Two books I'd been meaning to read for a long time that I read in the past week: Snow Crash and The Fermata.
The Fermata is a very clever dirty book by Nicholson Baker. It is funny and qualm-inducing and about many things beyond magical powers and masturbation.
Snow Crash held my interest, especially the whole Sumerian glossolalia thing, but I was somewhat disappointed because Neuromancer did a lot of the things it did several years earlier, and because Stephenson's later book, Cryptonomicon, is one of my all-time favorites and he wasn't there yet with this one.


The biggest problem w/Snow Crash was that the ending was too tidy (also a Crytonomicon problem).
Have you read Stephenson's Diamond Age? It is brilliant!
Posted by: SNG | Dec 31, 2008 at 09:14 AM
Have not read Diamond Age yet.
Agree on ending of Snow Crash, less so on Ctnmcn.

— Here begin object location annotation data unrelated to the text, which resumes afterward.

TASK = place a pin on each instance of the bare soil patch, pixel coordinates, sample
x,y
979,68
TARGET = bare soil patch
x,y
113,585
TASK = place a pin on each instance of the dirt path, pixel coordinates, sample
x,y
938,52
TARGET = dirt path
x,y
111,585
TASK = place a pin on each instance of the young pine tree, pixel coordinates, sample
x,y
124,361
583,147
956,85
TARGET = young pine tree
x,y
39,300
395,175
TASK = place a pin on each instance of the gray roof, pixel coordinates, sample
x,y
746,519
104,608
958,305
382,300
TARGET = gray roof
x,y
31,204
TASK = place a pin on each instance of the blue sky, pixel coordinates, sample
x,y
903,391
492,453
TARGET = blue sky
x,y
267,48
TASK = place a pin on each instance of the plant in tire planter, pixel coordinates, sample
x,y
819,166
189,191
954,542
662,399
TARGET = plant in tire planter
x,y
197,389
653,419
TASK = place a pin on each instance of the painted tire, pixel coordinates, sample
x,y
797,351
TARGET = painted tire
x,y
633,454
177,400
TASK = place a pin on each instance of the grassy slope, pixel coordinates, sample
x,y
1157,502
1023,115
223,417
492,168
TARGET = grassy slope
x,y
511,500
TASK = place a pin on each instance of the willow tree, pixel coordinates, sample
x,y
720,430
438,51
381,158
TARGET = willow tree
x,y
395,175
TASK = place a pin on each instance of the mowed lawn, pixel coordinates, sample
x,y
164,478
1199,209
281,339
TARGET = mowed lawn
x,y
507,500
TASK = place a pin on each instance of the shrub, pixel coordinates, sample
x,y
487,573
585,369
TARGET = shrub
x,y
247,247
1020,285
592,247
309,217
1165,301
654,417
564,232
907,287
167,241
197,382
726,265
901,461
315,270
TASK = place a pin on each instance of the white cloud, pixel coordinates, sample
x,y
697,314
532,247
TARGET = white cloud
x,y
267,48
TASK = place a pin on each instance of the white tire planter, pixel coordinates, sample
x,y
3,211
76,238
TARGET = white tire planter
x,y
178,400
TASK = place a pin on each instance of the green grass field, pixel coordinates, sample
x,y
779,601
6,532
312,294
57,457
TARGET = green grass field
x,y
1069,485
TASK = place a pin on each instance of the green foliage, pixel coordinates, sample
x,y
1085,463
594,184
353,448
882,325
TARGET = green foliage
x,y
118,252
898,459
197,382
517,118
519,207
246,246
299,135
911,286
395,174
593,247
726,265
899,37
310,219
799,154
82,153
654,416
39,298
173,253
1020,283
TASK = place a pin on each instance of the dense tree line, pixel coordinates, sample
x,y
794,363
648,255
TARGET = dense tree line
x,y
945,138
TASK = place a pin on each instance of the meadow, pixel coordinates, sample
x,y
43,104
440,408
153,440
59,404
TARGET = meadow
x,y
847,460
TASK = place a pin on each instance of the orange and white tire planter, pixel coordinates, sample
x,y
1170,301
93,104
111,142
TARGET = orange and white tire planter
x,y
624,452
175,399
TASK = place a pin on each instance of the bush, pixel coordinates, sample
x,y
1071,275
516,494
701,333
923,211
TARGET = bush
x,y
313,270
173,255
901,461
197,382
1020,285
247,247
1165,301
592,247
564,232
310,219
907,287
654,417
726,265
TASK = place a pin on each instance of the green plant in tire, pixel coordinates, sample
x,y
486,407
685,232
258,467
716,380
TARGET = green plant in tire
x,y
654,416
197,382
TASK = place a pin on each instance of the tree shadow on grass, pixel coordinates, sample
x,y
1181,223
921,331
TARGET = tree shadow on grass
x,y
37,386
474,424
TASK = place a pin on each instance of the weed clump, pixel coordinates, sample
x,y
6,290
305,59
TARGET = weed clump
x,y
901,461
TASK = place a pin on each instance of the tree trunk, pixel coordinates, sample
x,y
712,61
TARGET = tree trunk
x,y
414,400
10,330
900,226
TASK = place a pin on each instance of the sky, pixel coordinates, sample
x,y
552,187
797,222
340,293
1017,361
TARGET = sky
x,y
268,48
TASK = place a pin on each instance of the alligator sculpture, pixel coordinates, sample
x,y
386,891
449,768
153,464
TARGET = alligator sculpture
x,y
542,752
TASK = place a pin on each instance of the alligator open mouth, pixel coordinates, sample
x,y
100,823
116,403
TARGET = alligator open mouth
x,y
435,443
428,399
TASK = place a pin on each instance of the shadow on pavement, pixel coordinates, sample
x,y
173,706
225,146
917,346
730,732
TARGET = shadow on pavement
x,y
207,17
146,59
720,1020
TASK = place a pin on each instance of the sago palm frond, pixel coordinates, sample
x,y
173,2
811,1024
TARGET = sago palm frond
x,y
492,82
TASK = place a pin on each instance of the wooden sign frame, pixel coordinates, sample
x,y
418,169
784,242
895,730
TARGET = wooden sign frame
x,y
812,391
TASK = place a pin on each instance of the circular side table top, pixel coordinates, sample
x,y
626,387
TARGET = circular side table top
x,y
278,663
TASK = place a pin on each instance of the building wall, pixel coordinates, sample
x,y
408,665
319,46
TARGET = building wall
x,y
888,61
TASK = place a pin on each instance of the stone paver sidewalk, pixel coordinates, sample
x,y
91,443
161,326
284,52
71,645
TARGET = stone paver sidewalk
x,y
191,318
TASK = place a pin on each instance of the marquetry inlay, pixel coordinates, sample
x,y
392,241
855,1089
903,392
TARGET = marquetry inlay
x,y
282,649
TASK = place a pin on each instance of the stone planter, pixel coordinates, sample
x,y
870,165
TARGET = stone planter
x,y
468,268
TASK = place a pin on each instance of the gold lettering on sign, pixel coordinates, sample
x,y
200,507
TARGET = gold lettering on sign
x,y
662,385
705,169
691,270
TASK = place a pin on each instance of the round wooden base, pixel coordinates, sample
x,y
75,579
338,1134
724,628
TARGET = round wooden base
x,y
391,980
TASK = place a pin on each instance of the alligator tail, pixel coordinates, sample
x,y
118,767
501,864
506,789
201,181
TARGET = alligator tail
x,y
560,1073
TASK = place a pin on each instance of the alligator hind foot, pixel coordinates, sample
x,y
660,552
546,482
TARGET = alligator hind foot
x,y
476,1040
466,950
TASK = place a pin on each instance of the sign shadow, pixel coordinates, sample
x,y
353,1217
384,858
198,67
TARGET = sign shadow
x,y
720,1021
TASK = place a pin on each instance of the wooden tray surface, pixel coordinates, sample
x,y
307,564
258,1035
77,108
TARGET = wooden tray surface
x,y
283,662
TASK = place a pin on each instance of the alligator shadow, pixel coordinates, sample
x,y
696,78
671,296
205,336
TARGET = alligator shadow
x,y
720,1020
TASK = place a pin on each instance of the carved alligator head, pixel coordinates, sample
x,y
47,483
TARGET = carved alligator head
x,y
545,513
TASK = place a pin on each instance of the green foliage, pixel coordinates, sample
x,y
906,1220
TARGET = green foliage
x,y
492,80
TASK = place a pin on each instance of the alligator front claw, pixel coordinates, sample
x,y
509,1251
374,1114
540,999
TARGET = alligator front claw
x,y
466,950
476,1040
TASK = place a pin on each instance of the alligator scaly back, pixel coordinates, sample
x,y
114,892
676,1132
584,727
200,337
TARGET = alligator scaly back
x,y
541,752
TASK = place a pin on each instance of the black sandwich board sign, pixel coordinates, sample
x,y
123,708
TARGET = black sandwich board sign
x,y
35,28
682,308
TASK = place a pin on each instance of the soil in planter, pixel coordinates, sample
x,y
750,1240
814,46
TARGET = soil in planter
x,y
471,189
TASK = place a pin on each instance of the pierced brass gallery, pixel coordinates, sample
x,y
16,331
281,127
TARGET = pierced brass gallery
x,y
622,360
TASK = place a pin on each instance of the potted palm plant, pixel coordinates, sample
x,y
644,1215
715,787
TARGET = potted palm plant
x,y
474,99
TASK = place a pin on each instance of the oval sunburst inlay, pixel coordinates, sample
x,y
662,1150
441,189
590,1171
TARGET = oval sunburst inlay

Posted by: Ed Cone | Dec 31, 2008 at 10:22 AM
I'm struggling the remember the title of the sophomoric but very funny novel I read some years ago that was something of a parody of Snow Crash. The hero's VR immersion was facilitated by a device called the ProctoProd (TM), which was inserted into a very uncomfortable place.
Is The Fermata the one where the protagonist can stop time, a la H. G. Wells's "The New Accelerator" and John D. McDonald's The Girl, The Gold Watch and Everything? And where he uses this ability to have some fun with Anne Rice at a book signing?
Posted by: Ian McDowell | Dec 31, 2008 at 11:01 AM
Fermata: yes, that's the one. It's also a meditation on creativity, or something. He sure can write.
Snow Crash suffers a bit when read today because virtual reality is no longer futuristic, so what once must have read as gee whiz now comes across as, hey, Second Life, that was cool for a while. And, as I said above, it suffers from the fact that Gibson did many of the same things a few years earlier.
Posted by: Ed Cone | Dec 31, 2008 at 11:12 AM
A friend recently recommended "The Singularity Is Near" to me, but I haven't checked it out yet.